- Born: Lusaka, Zambia
- Education: Cesar Ritz Culinary Arts Academy
- Culinary career
- Cooking style: European/African cuisine
- Current restaurant(s) Twaala Restaurant; ;

= Lillian Elidah =

Zambian chef

Lillian Elidah is a Zambian chef, who is a graduate of the Cesar Ritz Culinary Arts Academy in Switzerland and now owns and runs her restaurant Twaala, in Lusaka, Zambia.

==Career==
Lillian Elidah was born in Lusaka, Zambia, but most of her childhood was spent in Sweden, where she graduated from college. She decided to become a professional chef, and trained at Cesar Ritz Culinary Arts Academy in Switzerland where she achieved a Foundation Degree in Culinary Arts. After training in Switzerland, she worked in France as a chef where she was mentored by Anthony Leboube.

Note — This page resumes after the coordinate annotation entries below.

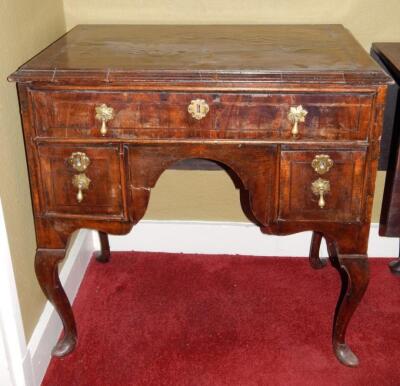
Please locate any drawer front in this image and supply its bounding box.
[31,90,373,140]
[279,148,365,222]
[38,145,124,218]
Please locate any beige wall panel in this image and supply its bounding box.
[0,0,65,339]
[64,0,400,50]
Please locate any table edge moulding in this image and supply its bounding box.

At the age of 19, she became the food writer for the Zambian national newspaper The Post, the youngest writer they had on staff. She started her own catering company, Twaala Catering, and opened a restaurant named the Twaala Restaurant. At the restaurant, she serves European/African fusion cuisine. Her entrepreneurial work was highlighted in a report by the private enterprise programme Nyamuka Zambia, funded by the UK Department for International Development.